Frankreichs Staatspräsident Macron will als Reaktion auf die Ängste vieler Bürger die Einwanderungspolitik seines Landes verschärfen. Damit greift er ein Thema auf, mit dem bislang vor allem die Rechtspopulisten um Marine Le Pen punkten. Das Vorhaben ist umstritten.

Von Anke Schaefer |
Flüchtlinge in der französischen Präfektur Grande-Synthe stehen in einer Reihe vor einem Versorgungstransporter an
Emmanuel Macron will die Einwanderungspolitik in Frankreich neu justieren. Im Moment sei sie weder human noch effektiv (PHILIPPE HUGUEN / AFP)
Sollen illegale Einwanderer in Frankreich auch zukünftig noch eine kostenlose ärztliche Grundversorgung bekommen, die das Land – laut Parlament – im Jahr ca. eine Milliarde Euro kostet? Seit Anfang des Jahres haben über 300.000 Menschen diese Leistungen in Anspruch genommen. Kann das so bleiben? Das sind Fragen, die heute in der französischen Nationalversammlung debattiert werden.
Präsident Emmanuel Macron will seine Einwanderungspolitik neu justieren. Er weiß aber, dass das schwierig wird. Am Rande des UN-Klimagipfels hat er gesagt:"Wir sind in dieser Frage bisher weder human noch effektiv. Also, ich habe vor, ganz ruhig über die Einwanderung zu sprechen."
Auftakt zum Wahlkampf
2022 sind Präsidentschaftswahlen, nächstes Jahr im März Kommunalwahlen. Der Präsident und seine Partei, La République en Marche, wollen weiterregieren, und weil eine Umfrage ergeben hat, dass sich 64 Prozent der Befragten im eigenen Land nicht mehr "wie früher zuhause fühlen" besteht also – aus Macrons Sicht - Handlungsbedarf.
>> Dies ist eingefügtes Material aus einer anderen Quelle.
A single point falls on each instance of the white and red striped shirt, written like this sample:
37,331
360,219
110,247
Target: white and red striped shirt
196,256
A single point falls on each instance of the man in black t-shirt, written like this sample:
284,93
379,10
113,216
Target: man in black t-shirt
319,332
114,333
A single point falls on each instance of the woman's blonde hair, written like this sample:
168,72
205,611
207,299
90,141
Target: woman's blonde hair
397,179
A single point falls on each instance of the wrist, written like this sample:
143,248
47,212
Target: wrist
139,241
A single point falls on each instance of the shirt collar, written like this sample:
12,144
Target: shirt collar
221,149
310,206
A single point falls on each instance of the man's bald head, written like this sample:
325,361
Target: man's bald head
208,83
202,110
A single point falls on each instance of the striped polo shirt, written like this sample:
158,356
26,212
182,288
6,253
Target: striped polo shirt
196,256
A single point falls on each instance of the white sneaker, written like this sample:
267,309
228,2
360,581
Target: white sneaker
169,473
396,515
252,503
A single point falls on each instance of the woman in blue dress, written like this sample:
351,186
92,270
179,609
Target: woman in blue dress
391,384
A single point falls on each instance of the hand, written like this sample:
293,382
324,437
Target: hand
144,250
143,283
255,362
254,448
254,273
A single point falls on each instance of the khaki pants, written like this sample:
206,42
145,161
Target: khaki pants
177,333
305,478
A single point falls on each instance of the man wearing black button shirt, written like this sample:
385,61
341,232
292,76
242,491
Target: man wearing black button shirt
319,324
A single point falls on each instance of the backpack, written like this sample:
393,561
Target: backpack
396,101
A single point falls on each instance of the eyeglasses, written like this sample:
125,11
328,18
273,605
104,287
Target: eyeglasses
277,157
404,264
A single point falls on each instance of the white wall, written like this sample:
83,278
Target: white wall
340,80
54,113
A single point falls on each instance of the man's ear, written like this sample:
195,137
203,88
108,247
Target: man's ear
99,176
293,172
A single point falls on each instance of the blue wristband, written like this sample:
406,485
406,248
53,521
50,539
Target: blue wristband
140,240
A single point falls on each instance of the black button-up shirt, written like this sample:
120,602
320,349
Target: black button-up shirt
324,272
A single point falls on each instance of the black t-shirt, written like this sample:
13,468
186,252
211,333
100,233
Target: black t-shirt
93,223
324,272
"Frankreich kann nicht alle aufnehmen, wenn wir die Menschen gut aufnehmen wollen. Wir dürfen kein Land sein, das zu attraktiv ist. Wir müssen schnellstmöglich denjenigen Asyl geben, die unseren Schutz brauchen. Die, die nicht bleiben dürfen, weil sie illegal eingewandert sind oder kein Recht auf Asyl haben müssen viel effektiver zurückgeführt werden."
2017 hatte Emmanuel Macron noch einen ganz anderen Ton angeschlagen. Damals sagte er, man erlebe keine Welle der Einwanderung, das Thema brauche die Franzosen nicht zu beunruhigen. Doch 2018 haben in Frankreich 123.000 Menschen Asyl beantragt, insgesamt ein Anstieg um fast 22 Prozent und ein Rekord. Im Vergleich zu Deutschland sind das zwar immer noch wenig, da waren es 2018 nämlich knapp 186.000 Antragsteller. Doch in Frankreich ist zusätzlich zu den Asylantragstellern die Zahl der illegal einwandernden Menschen seit jeher relativ hoch.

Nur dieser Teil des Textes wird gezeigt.